Dalam sebuah tangkapan layar yang beredar pada Sabtu (11/5/2024), nampak terjadi percakapan antara calon PPK dan bakal calon PPS yang mana terduga yang merupakan calon PPK yang berinisial MA yang menawarkan bantuan kepada salah satu calon PPS untuk meloloskannya menjadi anggota PPS dengan syarat sejumlah uang.
Hal ini dijelaskan langsung oleh narasumber yang sebut saja namanya Ani (nama samaran) yang membenarkan bahwa dirinya ditawari untuk menjadi angggota PPS dengan syarat sejumlah uang oleh salah satu calon anggota PPK dari kecamatan Gelumbang.
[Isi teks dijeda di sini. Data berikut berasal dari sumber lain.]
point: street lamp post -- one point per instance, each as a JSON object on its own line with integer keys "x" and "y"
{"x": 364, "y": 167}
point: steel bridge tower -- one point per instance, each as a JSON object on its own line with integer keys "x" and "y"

“Ya memang benar pak saya ditawari untuk menjadi anggota PPS dengan minta uang sejumlah 2 juta rupiah,” Ujarnya saat dikonfirmasi melalui panggilan whatsapp.
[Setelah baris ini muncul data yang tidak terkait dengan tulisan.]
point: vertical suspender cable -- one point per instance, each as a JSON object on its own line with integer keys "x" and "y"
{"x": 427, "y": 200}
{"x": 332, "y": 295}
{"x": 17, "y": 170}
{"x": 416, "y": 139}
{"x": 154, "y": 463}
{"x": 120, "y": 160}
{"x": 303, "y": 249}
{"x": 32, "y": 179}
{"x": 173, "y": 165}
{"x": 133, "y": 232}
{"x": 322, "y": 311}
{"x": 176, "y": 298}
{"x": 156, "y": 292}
Bahkan dikatakannya, ada dua orang yang menawarinya untuk menjadi anggota PPS dengan syarat sejumlah uang. Selain calon PPK diatas juga ada oknum mantan PPS yang turut menawarinya yang berinisial W. Yang mana oknum tersebut juga menawari posisi sebagai PPS dengan ketentuan sejumlah uang dengan nominal 2 juta rupiah.
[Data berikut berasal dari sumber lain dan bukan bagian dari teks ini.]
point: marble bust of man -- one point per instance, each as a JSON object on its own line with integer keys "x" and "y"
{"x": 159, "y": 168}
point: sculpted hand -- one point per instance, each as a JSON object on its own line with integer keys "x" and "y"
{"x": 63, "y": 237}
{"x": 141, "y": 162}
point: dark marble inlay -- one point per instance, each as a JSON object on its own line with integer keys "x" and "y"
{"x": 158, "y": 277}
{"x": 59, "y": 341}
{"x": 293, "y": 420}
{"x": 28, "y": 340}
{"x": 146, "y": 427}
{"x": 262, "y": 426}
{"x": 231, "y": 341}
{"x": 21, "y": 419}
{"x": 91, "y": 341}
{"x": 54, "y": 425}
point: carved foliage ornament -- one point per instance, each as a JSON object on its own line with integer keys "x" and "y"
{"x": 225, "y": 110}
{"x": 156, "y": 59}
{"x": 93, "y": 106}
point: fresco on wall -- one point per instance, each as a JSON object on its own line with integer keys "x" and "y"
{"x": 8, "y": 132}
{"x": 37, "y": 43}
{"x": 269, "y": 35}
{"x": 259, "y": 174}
Dalam percakan di tangkapan layar tersebut nampak oknum calon PPK berinisial MA tersebut menawarkan lowongan untuk menjadi anggota PPS kepada Ani dengan syarat ada ‘sesajennya’. “Gass co, apa sajen na ni,”2 kebat, ajaklah 2 lgik men ade,” bunyi percakapan dalam whatssapp.
Selain MA, oknum mantan PPS berinisial W juga menawari hal serupa dengan nominal 2 juta. “Aok kemari kau masok liwat siapa, mahar na berepa bik, 2 juta pasti masok, PPK kemari yang kami pegang 3 masok segela,” bunyi percakapan antara W dan Ani.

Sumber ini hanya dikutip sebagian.